With this definition max(x, Nan) should return x...

On some systems the intrinsic used returns Nan as soon x or y is a nan. So the real definition of our max function must add: but if y is Nan the result is system dependent.

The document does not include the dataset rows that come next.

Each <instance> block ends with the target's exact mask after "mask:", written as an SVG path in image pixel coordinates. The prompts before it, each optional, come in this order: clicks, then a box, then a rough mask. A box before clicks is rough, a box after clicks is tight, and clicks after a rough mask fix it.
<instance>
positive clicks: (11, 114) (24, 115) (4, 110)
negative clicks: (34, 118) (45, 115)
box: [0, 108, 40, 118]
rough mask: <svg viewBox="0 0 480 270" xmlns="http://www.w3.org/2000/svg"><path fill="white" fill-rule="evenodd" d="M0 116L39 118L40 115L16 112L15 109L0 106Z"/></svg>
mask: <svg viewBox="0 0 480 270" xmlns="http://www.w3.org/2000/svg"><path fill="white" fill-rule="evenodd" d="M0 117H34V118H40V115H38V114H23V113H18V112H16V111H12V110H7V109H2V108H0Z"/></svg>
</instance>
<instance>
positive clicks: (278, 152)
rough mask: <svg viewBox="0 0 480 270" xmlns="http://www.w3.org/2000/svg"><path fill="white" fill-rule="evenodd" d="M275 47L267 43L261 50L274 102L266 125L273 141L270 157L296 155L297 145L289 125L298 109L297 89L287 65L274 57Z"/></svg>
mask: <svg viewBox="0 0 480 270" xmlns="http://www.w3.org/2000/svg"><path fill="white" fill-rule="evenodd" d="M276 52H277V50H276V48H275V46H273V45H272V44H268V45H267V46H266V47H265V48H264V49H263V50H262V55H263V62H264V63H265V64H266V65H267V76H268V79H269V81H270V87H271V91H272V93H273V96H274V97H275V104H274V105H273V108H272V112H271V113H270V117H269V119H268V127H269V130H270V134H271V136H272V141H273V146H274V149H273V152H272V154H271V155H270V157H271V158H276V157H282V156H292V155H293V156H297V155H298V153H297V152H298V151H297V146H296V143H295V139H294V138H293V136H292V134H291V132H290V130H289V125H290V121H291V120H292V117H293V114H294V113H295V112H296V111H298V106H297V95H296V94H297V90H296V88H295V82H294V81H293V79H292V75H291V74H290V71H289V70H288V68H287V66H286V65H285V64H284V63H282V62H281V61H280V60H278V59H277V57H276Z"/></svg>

This can be corrected using the pedantic_ decorator that ensures the standard behaviour at a cost.

Decorators
• pedantic_ ensures the standard behaviour.
• std_ call std::max.
min, maxnum, maxnummag, maxmag
Example:
#include <boost/simd/arithmetic.hpp>
#include <boost/simd/pack.hpp>
#include <boost/simd/constant/nan.hpp>
#include <iostream>
namespace bs = boost::simd;
using pack_ft = bs::pack <float, 4>;
int main()
{
pack_ft pf = { 3.0f, -2.0f, -0.0f, 0.0f };
pack_ft qf = { 4.0f, -1.0f, 0.0f, bs::Nan<float>() };
std::cout
<< "---- simd" << '\n'
<< " <- pf = " << pf << '\n'
<< " <- qf = " << qf << '\n'
<< " -> bs::max(pf, qf) = " << bs::max(pf, qf) << '\n'
<< " -> bs::pedantic_(bs::max)(pf, qf) = " << bs::pedantic_(bs::max)(pf, qf) << '\n'
<< " -> bs::std_(bs::max)(pf, qf) = " << bs::std_(bs::max)(pf, qf) << '\n';
float xf = 3.0f, yf = 4.0f;
std::cout
<< "---- scalar" << '\n'
<< " xf = " << xf << '\n'
<< " yf = " << yf << '\n'
<< " -> bs::max(xf, yf) = " << bs::max(xf, yf) << '\n'
<< " -> bs::pedantic_(bs::max)(xf, yf) = " << bs::pedantic_(bs::max)(xf, yf) << '\n';
return 0;
}
Possible output:
---- simd
<- pf = (3, -2, -0, 0)
<- qf = (4, -1, 0, -nan)
-> bs::max(pf, qf) = (4, -1, -0, 0)
-> bs::pedantic_(bs::max)(pf, qf) = (4, -1, -0, 0)
-> bs::std_(bs::max)(pf, qf) = (4, -1, -0, 0)
---- scalar
xf = 3
yf = 4
-> bs::max(xf, yf) = 4
-> bs::pedantic_(bs::max)(xf, yf) = 4